# Vintage 1945 ITE Model LX Slate back breaker



## K.W. (Feb 14, 2021)

This an early breaker that I salvaged from an old factory during renovation / demolition. I am a collector of many old items and hate seeing history being destroyed. I am not an electrician but I do work in the HVAC trade. 
I’ve kept this for many years now but need the space. I am assuming that there would be interest to collectors for early electrical items. Over the years, I have seen many types of old slate back breakers but this one seems a bit unique to me. The slate is 24 x 27 and roughly 2 inches thick. Quite a heavy piece. Any info or know if there is interest in this, I would appreciate it.

Kevin


----------



## Easy (Oct 18, 2017)

Thanks for sharing. I really don't think there is much interest here but perhaps a museum would be interested.


----------



## ATSman48 (Feb 12, 2021)

WOW, that is old, even before I was born!
ITE was a major player back in the 60's, 70's, 80's then I think they were bought out.
Thanks for the blast from the past!!!
I too love the old stuff.....built to last forever...or almost!!


----------



## SWDweller (Dec 9, 2020)

Siemens bought them out 83 or so. If the memory is still functioning


----------



## VELOCI3 (Aug 15, 2019)

Here is a 4000 amp ITE LG truck mounted breaker from 1952 we sent out to Circuit Breaker Sales for a complete restoration. It’s a spare breaker for 2 of 5 services in an AT&T Central Office in NY.










Sent from my iPad using Tapatalk


----------



## SWDweller (Dec 9, 2020)

The good old day, probably still in service and will be into the next century, Just update the protective devices. 

Thanks for sharing


----------



## Norcal (Mar 22, 2007)

SWDweller said:


> Siemens bought them out 83 or so.
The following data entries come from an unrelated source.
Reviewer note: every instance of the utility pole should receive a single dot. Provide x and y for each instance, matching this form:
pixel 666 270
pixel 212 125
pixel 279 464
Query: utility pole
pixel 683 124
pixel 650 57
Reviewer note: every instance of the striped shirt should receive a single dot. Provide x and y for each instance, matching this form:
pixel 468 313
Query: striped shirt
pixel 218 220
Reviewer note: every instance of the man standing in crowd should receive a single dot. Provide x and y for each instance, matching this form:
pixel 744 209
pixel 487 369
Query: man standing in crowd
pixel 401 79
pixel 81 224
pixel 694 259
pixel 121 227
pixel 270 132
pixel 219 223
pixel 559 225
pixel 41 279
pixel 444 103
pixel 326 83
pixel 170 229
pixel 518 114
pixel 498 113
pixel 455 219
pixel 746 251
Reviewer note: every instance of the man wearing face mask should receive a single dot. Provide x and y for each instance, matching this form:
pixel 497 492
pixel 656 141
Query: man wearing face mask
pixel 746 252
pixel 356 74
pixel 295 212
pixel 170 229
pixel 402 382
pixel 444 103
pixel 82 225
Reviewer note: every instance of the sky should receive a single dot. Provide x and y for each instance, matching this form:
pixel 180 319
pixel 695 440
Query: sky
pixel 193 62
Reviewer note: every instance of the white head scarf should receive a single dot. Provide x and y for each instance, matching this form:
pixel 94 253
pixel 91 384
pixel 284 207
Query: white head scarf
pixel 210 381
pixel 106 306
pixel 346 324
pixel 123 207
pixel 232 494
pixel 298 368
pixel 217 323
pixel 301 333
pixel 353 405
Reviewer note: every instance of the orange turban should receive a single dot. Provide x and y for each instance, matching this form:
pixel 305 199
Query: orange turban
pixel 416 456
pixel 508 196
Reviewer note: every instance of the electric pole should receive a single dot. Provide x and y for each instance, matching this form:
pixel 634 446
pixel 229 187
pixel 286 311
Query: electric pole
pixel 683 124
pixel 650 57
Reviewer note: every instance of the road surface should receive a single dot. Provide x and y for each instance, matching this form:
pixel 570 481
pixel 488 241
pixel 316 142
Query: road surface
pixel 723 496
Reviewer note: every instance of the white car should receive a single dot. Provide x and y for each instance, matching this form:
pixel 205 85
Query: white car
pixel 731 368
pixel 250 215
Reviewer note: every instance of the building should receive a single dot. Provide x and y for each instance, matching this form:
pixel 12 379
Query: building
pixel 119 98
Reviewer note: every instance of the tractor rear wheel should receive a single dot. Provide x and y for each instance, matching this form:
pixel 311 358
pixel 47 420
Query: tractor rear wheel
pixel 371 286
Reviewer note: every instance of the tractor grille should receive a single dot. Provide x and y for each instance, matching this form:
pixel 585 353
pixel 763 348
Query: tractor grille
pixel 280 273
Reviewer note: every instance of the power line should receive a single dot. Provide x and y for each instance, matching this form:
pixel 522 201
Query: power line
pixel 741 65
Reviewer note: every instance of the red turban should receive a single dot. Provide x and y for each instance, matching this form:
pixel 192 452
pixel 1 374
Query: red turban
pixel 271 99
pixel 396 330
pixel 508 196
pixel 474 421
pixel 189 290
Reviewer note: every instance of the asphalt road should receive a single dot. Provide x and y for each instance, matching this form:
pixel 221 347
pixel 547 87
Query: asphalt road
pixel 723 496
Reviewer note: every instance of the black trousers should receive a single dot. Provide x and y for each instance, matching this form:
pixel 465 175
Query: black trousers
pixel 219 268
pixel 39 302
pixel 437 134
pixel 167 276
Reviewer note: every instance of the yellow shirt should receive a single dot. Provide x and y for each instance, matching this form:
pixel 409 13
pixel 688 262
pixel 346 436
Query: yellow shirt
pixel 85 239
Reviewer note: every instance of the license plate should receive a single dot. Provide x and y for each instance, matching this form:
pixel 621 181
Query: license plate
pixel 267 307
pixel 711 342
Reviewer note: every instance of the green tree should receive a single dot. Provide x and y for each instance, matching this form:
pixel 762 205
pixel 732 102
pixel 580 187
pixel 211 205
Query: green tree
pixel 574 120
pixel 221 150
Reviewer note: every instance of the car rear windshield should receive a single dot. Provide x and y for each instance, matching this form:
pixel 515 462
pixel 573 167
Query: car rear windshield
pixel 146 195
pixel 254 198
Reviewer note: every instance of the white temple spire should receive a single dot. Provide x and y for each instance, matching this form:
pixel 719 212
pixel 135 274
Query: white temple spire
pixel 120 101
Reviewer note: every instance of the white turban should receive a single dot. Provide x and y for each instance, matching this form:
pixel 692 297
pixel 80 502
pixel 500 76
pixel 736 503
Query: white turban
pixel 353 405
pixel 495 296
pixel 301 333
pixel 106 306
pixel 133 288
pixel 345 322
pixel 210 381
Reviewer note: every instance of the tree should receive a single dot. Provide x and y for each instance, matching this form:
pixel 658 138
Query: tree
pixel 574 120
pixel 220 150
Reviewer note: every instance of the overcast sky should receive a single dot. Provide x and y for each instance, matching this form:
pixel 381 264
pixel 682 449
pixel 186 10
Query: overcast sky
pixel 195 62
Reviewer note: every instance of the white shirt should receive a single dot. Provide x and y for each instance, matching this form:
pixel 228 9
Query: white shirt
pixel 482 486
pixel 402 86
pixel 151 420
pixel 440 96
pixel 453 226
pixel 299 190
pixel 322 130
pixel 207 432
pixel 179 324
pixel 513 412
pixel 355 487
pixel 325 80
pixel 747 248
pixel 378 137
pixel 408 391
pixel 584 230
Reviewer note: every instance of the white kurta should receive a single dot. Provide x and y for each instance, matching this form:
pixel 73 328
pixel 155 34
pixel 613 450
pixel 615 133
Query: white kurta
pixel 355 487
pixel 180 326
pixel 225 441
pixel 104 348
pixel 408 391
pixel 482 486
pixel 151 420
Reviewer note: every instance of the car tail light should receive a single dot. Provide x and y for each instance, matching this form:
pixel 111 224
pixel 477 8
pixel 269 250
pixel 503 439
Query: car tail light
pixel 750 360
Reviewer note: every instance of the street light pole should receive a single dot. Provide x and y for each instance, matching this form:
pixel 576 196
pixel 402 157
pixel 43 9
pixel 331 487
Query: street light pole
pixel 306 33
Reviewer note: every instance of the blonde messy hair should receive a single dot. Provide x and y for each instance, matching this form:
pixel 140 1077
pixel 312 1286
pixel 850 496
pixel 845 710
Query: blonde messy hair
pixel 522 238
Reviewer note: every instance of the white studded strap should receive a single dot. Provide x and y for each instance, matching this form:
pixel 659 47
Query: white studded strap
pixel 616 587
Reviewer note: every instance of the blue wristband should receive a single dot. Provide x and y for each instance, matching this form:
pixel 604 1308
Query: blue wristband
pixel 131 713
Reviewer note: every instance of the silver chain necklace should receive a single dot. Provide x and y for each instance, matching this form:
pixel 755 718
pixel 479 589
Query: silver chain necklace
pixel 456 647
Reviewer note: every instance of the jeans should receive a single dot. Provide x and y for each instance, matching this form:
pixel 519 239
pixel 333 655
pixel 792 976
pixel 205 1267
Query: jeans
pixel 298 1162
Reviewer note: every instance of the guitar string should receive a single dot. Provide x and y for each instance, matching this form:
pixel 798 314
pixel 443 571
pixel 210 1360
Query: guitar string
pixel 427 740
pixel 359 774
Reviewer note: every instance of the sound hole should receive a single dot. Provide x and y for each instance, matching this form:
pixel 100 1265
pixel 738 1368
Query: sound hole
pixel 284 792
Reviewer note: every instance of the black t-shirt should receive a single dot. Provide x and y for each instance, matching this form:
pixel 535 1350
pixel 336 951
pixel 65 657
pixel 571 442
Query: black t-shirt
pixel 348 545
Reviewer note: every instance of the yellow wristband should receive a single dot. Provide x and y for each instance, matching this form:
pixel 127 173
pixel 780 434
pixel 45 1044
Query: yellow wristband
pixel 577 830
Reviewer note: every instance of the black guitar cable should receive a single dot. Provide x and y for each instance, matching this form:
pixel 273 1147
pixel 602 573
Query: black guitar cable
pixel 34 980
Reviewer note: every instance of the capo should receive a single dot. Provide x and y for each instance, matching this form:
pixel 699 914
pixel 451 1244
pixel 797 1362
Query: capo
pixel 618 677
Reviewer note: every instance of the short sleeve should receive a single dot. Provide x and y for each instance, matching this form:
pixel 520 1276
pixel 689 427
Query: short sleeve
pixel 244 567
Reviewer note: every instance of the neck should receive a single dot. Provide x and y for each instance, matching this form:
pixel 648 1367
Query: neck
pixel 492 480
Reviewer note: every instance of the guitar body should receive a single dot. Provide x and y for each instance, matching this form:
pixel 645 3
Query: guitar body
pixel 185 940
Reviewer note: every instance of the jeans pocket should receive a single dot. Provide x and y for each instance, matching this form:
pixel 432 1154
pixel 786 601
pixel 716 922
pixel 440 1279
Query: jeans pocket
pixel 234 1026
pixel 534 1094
If the memory is still functioning


I think that Brown Boveri Electric, now ABB, ended up with the switchgear, Siemens-Allis ( as it was then known as) only bought part of the ITE line


----------



## Zog (Apr 15, 2009)

K.W. said:


> This an early breaker that I salvaged from an old factory during renovation / demolition. I am a collector of many old items and hate seeing history being destroyed. I am not an electrician but I do work in the HVAC trade.
> I’ve kept this for many years now but need the space. I am assuming that there would be interest to collectors for early electrical items. Over the years, I have seen many types of old slate back breakers but this one seems a bit unique to me. The slate is 24 x 27 and roughly 2 inches thick. Quite a heavy piece. Any info or know if there is interest in this, I would appreciate it.
> 
> Kevin


Not very rare, I have 14 of them in my warehouse


----------



## Slateswitches (Jul 7, 2021)

I am extremely interested in this switch.

Please let me know how I can contact you.


----------